The ruling came in the wake of the NCAA approving a record 35 bowl games for the 2010 season, meaning 70 of the 120 schools that play in the Football Bowl Subdivision (formerly known as Division I-A) could appear in the postseason. Previously, teams with winning records had to be placed before bowls could entertain those with 6-6 records.
"Six and six teams are in the mix now whereas, in the past, we'd have had to take a 7-5 team first," said David Matlin, the Hawai'i Bowl executive director. Matlin attended the annual bowl meetings yesterday in Phoenix where the Hawai'i Bowl was licensed through 2014.
However, under the so-called Hawai'i Exemption which allows UH to play an extra game in most sports to help it recoup travel costs, UH has usually chosen to play the maximum allowable 13 games except for the 2007 season when then-athletic director Herman Frazier was unable to fill the additional game.

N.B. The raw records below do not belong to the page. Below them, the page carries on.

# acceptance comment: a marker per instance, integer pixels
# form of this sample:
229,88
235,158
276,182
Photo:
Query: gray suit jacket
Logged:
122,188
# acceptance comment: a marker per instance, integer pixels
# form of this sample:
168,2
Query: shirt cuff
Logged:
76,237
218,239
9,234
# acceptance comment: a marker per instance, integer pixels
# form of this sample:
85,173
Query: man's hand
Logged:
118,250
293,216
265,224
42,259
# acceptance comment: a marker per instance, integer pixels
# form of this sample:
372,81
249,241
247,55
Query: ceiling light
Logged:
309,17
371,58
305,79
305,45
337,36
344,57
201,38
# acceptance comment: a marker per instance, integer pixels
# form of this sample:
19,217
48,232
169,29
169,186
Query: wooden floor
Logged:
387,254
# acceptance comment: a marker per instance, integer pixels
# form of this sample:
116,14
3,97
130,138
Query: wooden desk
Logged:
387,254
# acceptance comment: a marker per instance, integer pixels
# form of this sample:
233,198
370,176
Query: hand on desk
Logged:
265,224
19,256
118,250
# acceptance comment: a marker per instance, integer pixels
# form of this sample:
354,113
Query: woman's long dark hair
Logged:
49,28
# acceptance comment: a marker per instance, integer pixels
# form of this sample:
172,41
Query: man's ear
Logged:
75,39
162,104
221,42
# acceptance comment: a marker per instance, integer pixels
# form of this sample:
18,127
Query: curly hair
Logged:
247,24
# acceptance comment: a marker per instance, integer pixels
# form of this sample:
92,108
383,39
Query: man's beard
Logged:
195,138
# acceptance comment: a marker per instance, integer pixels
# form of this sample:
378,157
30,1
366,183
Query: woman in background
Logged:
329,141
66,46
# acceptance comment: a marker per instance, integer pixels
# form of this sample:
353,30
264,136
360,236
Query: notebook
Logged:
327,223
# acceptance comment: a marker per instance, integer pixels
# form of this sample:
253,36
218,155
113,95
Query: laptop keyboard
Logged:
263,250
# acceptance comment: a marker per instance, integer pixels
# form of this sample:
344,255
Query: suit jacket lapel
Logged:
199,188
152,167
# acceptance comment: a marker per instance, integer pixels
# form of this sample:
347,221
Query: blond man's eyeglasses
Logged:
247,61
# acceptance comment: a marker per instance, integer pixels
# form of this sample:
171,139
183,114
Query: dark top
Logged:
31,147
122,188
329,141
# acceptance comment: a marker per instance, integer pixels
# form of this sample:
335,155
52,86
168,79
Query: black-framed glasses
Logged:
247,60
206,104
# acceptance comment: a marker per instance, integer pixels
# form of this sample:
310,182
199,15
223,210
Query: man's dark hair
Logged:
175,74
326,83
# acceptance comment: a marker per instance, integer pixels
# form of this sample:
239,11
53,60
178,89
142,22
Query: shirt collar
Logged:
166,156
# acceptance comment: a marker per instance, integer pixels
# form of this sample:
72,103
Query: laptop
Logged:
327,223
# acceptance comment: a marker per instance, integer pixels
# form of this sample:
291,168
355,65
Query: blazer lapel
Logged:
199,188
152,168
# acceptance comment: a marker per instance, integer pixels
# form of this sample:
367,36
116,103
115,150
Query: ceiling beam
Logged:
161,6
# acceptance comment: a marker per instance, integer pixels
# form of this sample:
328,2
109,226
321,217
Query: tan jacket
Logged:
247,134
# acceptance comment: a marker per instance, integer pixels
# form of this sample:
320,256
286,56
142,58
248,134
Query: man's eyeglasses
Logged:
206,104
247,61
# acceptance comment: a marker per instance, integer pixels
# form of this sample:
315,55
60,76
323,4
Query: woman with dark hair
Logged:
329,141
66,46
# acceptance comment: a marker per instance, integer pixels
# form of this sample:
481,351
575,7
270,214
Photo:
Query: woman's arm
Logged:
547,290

Last season, UH was 6-7 and was not bowl eligible for the first time in four seasons.
UH has, at times, considered playing 12 games to take advantage of the extra open date but athletic director Jim Donovan said, "we will continue to utilize (the Hawai'i Exemption) as long as it makes sense for us. Right now, in football, it allows us an extra home game and we can really use the money."
UH nets approximately $250,000 to $500,000 for each of its home games against Football Championship Subdivision teams (formerly known as Division I-AA), which would be the most likely trimmed in the event the schedule was reduced to 12 games.
The athletic department has run at a deficit six of the previous seven years and has an accumulated net deficit approaching $10 million.
The NCAA approved two new bowl games, the Jan. 1 Dallas Football Classic and the New Era Pinstripe Bowl at Yankee Stadium on Dec. 30.